The hexagonal global discrete grid system has unique advantages in spatiotemporal data organization, calculation, and analysis, which have been recognized by previous studies. The visualization of large-scale remote sensing data is still a problem worth studying. As we know, the types and quantities of remote sensing data are constantly increasing and globally oriented, and the globalization and large-scale applications based on remote sensing data are increasingly rich. Therefore, the research content of this paper combines the global discrete grid system with remote sensing big data, and through data slicing, merging, stitching and other algorithms, a map tile technology based on hexagonal DGGS was realized, which effectively solves various deformation problems caused by the projection of traditional map tiles in high latitudes and polar regions. This also brings great benefits for further data calculation and data fusion, because globally homogeneous tiles can also effectively solve problems such as calculation hotspots and global unified models.
In order to solve the efficiency problem caused by large-scale remote sensing data, the Spark cloud computing platform was adopted in the algorithm construction in this study. Spark technology has been proven to have significant advantages in terms of big data computing efficiency, and this view is also verified by a series of experiments in this study. During the construction of the Spark platform, the efficiency of hexagonal DGGS tiles is dozens of times that of the traditional single-machine algorithm. In addition to the above experiments, this study also combined the Cesium and OpenLayers class libraries to visualize the tile data in the front end and evaluate the accuracy of the data, which achieved good results.

5. Conclusions

In this paper, a HexTile algorithm is proposed, which is mainly based on the hexagonal DGGS model and Spark cloud computing platform to solve the visualization problems caused by big remote sensing data.

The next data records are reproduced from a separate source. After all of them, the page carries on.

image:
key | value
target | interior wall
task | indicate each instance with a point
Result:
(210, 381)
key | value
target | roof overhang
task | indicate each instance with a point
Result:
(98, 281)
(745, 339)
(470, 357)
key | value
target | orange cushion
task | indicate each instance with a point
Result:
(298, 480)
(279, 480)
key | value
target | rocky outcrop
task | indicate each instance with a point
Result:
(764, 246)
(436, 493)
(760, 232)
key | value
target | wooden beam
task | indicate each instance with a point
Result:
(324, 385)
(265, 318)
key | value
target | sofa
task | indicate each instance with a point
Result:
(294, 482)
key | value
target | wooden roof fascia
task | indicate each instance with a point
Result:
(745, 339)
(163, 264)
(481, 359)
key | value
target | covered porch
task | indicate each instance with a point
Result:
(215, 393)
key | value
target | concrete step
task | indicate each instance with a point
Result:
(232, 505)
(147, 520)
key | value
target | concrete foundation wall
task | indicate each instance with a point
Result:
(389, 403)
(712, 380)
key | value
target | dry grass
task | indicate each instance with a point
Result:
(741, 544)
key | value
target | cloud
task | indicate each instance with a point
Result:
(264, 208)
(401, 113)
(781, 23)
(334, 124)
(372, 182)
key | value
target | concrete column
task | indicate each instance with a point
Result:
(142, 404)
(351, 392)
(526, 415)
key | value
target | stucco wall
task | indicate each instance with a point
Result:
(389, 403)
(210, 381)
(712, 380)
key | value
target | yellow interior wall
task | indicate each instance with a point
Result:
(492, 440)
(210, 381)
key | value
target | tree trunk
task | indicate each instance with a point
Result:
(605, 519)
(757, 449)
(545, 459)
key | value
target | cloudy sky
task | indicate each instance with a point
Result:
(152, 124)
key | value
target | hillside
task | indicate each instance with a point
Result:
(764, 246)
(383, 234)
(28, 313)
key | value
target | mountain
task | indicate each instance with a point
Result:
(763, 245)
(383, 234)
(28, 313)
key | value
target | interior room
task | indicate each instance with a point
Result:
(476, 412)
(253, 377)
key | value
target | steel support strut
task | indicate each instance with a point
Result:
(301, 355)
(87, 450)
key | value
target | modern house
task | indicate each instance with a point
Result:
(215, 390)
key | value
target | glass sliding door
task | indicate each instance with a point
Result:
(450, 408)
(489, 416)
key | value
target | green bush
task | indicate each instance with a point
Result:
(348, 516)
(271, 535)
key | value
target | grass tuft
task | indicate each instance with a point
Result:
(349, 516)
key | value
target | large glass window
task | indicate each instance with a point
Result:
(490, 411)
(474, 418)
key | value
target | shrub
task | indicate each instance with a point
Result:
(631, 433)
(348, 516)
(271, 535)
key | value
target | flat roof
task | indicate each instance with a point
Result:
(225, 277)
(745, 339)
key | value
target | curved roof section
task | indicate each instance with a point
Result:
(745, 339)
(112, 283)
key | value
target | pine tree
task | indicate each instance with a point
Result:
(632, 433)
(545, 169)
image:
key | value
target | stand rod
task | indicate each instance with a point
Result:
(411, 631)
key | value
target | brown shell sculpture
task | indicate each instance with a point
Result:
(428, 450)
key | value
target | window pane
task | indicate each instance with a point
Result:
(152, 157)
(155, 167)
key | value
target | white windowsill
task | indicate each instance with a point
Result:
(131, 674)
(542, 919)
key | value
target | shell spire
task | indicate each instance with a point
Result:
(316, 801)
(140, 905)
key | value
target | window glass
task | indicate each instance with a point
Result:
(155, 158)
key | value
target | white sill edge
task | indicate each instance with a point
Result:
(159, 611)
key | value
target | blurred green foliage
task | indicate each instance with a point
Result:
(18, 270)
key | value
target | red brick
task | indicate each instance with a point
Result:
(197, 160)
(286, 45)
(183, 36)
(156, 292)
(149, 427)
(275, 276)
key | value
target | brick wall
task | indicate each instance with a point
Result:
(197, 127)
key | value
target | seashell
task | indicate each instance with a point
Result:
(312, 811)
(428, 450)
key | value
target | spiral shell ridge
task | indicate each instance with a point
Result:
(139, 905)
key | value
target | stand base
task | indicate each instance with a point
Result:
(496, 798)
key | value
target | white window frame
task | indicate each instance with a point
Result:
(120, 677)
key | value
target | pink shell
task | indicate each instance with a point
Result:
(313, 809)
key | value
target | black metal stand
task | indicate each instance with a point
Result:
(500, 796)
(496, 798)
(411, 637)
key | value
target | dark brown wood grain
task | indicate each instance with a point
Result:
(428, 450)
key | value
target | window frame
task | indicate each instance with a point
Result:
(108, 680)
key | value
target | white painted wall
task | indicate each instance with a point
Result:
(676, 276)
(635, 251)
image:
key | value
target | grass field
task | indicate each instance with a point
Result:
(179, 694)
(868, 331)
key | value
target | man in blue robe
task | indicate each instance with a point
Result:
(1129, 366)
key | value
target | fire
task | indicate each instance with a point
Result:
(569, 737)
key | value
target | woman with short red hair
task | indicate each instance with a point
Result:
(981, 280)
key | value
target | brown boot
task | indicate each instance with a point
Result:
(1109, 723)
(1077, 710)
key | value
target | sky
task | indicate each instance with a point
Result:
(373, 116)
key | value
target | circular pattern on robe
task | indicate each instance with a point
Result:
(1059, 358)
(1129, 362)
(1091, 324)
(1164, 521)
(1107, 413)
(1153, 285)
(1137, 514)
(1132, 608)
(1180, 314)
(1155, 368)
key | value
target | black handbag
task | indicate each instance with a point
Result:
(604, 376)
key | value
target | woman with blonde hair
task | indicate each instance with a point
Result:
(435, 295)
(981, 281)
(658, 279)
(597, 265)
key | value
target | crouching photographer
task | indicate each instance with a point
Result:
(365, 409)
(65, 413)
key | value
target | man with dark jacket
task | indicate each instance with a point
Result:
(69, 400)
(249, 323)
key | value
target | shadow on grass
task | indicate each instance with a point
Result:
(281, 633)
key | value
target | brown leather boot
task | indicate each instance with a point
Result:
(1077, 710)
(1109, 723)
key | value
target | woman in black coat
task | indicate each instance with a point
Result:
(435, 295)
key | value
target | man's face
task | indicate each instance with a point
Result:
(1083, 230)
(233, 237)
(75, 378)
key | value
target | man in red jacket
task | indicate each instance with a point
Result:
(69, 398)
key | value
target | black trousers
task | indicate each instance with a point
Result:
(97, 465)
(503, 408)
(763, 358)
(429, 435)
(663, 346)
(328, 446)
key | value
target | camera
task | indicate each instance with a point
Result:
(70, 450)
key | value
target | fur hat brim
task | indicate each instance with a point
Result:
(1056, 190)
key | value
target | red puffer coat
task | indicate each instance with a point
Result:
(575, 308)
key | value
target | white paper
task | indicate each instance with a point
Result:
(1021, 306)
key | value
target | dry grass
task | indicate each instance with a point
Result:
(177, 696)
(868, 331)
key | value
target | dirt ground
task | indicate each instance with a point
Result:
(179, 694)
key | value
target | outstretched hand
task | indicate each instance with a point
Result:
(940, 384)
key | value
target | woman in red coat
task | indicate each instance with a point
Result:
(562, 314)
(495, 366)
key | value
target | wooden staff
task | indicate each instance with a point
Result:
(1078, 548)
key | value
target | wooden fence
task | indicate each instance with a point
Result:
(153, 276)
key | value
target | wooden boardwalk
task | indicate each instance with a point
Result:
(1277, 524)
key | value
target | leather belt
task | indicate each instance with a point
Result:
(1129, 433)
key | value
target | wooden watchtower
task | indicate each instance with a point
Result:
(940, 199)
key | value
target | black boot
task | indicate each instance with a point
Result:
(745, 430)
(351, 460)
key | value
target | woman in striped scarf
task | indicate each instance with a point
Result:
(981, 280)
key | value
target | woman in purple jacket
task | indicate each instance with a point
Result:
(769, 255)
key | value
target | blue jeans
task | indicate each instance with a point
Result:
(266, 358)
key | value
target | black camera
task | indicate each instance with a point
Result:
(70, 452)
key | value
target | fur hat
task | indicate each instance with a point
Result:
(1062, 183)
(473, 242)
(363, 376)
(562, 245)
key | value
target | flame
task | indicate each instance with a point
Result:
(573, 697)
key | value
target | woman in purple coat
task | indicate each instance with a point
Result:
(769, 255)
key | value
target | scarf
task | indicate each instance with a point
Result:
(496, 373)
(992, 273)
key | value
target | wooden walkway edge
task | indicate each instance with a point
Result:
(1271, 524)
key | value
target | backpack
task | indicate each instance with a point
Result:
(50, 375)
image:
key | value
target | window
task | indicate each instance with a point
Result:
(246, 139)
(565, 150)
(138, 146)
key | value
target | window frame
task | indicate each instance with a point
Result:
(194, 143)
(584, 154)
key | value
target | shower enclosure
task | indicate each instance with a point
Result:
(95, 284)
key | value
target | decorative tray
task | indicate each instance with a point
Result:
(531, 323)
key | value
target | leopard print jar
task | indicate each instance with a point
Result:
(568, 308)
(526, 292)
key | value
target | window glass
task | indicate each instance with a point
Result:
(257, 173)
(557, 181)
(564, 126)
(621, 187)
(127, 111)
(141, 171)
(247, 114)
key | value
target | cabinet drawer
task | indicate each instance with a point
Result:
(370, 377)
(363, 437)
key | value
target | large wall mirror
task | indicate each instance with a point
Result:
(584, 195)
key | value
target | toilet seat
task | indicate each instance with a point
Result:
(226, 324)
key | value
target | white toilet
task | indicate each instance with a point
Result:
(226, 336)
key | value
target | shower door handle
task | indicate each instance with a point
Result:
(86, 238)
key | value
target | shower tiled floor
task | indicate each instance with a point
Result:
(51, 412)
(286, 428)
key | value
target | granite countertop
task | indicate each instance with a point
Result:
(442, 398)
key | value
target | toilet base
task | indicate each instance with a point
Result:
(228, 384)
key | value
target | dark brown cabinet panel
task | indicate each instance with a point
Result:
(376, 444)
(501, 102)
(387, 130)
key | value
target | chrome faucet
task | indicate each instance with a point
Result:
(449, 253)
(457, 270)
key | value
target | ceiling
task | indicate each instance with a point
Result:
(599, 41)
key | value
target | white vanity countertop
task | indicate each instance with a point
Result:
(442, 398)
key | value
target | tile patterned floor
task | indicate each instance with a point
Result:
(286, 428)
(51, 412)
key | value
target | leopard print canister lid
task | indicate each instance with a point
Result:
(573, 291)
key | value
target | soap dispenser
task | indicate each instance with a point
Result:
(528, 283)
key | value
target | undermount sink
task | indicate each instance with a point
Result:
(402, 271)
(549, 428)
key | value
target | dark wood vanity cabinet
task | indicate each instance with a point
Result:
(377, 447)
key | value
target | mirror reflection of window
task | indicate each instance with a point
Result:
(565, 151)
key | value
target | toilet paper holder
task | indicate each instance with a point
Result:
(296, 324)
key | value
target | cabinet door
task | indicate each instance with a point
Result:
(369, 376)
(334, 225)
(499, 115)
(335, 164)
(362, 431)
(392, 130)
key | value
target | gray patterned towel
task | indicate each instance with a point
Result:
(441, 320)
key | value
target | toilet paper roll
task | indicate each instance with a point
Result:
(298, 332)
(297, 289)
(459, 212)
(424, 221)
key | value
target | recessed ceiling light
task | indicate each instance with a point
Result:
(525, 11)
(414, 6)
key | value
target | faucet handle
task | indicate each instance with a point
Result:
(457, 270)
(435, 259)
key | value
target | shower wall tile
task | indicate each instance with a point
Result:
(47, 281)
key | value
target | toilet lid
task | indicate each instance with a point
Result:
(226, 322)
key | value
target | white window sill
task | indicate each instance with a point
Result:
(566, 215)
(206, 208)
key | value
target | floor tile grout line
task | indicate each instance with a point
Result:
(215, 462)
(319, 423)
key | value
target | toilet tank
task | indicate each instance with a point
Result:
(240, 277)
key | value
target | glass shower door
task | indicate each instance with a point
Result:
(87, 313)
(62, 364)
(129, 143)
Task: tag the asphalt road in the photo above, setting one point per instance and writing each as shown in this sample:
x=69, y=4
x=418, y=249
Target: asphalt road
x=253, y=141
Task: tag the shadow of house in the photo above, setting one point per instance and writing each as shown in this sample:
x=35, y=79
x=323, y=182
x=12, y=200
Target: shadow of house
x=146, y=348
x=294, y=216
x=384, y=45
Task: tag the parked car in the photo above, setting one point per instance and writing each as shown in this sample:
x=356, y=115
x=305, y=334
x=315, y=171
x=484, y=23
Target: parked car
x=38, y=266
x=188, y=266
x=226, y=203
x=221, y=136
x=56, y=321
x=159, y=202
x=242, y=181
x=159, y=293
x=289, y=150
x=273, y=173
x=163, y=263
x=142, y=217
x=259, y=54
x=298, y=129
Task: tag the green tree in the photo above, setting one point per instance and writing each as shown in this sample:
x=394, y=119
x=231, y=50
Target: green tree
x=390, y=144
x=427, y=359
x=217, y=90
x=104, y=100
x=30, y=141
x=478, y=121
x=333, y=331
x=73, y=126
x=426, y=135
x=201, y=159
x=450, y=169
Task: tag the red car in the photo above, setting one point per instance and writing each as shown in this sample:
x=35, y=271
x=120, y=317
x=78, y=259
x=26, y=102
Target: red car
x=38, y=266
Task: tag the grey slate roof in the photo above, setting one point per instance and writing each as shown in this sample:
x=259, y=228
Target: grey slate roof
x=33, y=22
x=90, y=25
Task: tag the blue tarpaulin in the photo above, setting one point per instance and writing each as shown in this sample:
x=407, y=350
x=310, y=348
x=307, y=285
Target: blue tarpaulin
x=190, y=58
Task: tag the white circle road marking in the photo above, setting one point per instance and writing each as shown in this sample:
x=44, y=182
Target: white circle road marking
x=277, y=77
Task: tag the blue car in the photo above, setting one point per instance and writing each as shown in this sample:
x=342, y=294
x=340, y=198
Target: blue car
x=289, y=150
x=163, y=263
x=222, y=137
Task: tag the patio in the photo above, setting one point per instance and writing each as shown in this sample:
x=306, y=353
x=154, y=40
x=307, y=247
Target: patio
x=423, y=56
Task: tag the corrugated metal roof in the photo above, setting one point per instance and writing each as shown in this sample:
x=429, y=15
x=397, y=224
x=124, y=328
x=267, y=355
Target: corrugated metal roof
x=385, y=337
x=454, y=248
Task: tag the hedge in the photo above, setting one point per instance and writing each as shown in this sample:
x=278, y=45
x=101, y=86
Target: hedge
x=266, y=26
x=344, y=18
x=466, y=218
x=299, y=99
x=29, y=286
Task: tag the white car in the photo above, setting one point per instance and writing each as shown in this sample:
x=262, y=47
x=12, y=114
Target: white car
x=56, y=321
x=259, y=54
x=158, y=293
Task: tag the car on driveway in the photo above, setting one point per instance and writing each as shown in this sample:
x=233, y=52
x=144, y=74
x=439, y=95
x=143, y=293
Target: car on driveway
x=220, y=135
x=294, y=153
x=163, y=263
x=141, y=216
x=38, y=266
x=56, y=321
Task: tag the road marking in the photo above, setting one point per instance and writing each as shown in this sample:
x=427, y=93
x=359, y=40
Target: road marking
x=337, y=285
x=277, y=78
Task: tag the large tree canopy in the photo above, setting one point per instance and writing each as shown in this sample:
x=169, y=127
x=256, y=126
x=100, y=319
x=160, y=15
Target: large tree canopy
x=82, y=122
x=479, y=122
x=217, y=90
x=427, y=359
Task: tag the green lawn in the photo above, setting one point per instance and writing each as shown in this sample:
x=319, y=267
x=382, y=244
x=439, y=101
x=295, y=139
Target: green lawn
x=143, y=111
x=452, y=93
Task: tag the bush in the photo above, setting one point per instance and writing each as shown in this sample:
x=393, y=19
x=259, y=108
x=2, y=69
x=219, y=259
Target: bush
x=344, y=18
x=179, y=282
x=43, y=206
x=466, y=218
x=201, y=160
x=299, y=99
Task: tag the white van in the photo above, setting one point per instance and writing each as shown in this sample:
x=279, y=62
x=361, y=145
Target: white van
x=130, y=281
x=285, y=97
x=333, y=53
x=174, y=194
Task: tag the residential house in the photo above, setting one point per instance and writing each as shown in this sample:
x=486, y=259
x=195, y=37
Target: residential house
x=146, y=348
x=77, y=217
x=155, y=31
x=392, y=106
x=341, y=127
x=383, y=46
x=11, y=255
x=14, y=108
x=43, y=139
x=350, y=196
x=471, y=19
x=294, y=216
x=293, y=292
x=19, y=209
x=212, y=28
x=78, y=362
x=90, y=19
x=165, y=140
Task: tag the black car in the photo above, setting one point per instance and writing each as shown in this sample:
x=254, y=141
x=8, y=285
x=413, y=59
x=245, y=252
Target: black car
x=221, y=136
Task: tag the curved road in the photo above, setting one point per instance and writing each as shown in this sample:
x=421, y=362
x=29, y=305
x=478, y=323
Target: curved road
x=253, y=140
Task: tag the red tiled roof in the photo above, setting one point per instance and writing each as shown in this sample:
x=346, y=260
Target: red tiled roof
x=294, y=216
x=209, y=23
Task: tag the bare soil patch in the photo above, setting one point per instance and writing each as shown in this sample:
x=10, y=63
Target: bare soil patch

The HexTile algorithm mainly realizes hexagon slicing, fragment merging and multilevel tile suturing of large-scale remote sensing data. In terms of algorithm verification, a large number of experiments were conducted to compare the efficiency of algorithms and verify the quality of data visualization, and the loading and display of hexagonal tiles were integrated with Cesium and OpenLayers. The results show that the HexTile algorithm proposed in this paper can not only improve the implementation of big remote sensing data visualization efficiently but also maintain the quality of data visualization well. At the same time, the algorithm can be effectively integrated with existing data engines.
However, the HexTile algorithm has room for improvement, such as in conjunction with spatial indexing, and the uncertainty of the boundary. In addition, it is also a solution to develop a visualization engine suitable for hexagonal DGGS from the bottom, but at present, this is still challenging.

Author Contributions

Conceptualization, Xiaochuang Yao, Guoqing Li and Dehai Zhu; methodology, Xiaochuang Yao and Guojiang Yu; software, Guojiang Yu; validation, Guojiang Yu and Long Zhao; formal analysis, Guojiang Yu; investigation, Xiaochuang Yao; resources, Xiaochuang Yao and Shuai Yan; data curation, Guojiang Yu and Shuai Yan; writing—original draft preparation, Guojiang Yu; writing—review and editing, Xiaochuang Yao; visualization, Guojiang Yu; supervision, Xiaochuang Yao, Guoqing Li and Dehai Zhu; project administration, Xiaochuang Yao; funding acquisition, Xiaochuang Yao. All authors have read and agreed to the published version of the manuscript.

Funding

This work was supported by the Department of Science and Technology of Henan Province through grant 201400210100 and the National Key R&D Program of China through grant 2019YFE0127000. This work was also supported by the National Supercomputing Center in Zhengzhou.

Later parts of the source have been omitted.